How much do volunteer large language model llm jobs pay per hour?

As of Jul 15, 2026, the average hourly pay for volunteer large language model llm in the United States is $19.14, according to ZipRecruiter salary data. Most workers in this role earn between $14.42 and $20.19 per hour, depending on experience, location, and employer.

What are Volunteer Large Language Model (LLM) roles?

Volunteer Large Language Model (LLM) roles involve individuals contributing their time and expertise to support the development, testing, or improvement of large language models. Volunteers may help by annotating data, testing models for biases, providing feedback, or assisting with community moderation and outreach. This work is important for advancing the accuracy, fairness, and usefulness of language models, and often takes place within open-source or academic projects. Volunteers typically do not receive monetary compensation but gain experience and contribute to impactful technology.

What is the difference between Volunteer Large Language Model Llm vs Data Annotator?

AspectVolunteer Large Language Model LlmData Annotator
Required credentialsNone or basic technical knowledgeBasic computer skills, sometimes specific software training
Work environmentRemote or online, collaborativeOffice or remote, task-specific
Industry usageAI development, NLP projectsData labeling, machine learning training
Common search intentUnderstanding AI model training rolesData labeling and annotation roles

Volunteer Large Language Models (LLMs) are involved in training and improving AI language models, often through collaborative, volunteer efforts. Data Annotators focus on labeling data to train machine learning models. While both roles support AI development, LLM volunteers typically contribute to model training directly, whereas Data Annotators prepare data for such training.

What are some common challenges faced by Volunteer Large Language Model (LLM) contributors, and how can they be addressed?

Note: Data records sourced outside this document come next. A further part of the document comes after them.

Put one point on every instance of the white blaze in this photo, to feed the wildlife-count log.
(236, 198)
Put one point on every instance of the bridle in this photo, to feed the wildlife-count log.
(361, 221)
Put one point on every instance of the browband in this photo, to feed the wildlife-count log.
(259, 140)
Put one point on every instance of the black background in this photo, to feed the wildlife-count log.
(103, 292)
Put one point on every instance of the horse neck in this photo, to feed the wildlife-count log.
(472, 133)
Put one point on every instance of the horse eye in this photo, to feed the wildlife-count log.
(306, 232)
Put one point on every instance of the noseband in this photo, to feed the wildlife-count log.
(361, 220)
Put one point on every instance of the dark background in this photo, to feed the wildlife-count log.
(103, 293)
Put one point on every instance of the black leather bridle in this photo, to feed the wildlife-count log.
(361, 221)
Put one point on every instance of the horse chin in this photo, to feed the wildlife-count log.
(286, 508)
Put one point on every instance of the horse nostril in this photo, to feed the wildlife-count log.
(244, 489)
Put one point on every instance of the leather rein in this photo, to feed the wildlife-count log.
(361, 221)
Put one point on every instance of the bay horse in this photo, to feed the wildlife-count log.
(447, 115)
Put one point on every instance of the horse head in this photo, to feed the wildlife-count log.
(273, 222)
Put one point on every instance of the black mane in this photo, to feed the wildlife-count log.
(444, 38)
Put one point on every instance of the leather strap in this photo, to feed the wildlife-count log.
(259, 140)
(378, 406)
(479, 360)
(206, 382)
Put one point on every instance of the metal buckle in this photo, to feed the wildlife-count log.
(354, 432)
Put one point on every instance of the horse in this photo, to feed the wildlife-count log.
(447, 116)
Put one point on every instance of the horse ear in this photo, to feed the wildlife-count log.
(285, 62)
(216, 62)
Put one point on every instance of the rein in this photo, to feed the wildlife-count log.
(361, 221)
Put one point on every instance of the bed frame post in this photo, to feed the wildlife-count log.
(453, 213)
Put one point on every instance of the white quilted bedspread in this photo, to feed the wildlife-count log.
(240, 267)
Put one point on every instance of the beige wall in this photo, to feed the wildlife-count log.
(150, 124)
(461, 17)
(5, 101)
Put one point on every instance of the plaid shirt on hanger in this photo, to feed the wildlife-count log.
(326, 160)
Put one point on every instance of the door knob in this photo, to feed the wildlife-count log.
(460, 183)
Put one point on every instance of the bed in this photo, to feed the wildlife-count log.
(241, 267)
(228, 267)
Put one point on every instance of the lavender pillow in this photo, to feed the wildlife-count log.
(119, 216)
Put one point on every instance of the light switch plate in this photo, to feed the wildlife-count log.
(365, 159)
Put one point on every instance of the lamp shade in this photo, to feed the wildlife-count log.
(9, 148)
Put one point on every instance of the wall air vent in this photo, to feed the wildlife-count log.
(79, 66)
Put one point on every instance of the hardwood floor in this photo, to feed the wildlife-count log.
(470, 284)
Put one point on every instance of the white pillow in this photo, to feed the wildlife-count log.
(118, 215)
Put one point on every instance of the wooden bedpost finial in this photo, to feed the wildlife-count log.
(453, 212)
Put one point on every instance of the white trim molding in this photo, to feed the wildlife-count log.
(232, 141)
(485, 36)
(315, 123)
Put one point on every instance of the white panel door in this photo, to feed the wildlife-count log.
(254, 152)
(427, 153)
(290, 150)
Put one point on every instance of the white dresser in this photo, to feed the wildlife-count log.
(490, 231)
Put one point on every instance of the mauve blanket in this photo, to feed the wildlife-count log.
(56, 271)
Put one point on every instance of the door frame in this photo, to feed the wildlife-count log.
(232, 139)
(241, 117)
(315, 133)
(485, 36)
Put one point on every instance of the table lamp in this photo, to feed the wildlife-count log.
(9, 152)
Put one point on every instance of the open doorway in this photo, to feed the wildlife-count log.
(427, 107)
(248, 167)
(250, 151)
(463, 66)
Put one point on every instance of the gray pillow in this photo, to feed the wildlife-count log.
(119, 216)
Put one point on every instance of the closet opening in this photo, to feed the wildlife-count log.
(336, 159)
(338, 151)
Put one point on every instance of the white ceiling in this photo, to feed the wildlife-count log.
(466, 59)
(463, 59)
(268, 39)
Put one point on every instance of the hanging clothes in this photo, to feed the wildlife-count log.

Volunteer LLM contributors often encounter challenges such as coordinating with a distributed team, managing their time effectively alongside other commitments, and staying updated on rapidly evolving AI technologies. Collaboration tools like shared code repositories and communication platforms help streamline teamwork and reduce miscommunication. To address these challenges, it's helpful to set clear expectations, regularly participate in team meetings, and proactively seek feedback from experienced contributors. This approach not only fosters a supportive environment but also enhances your learning experience and impact.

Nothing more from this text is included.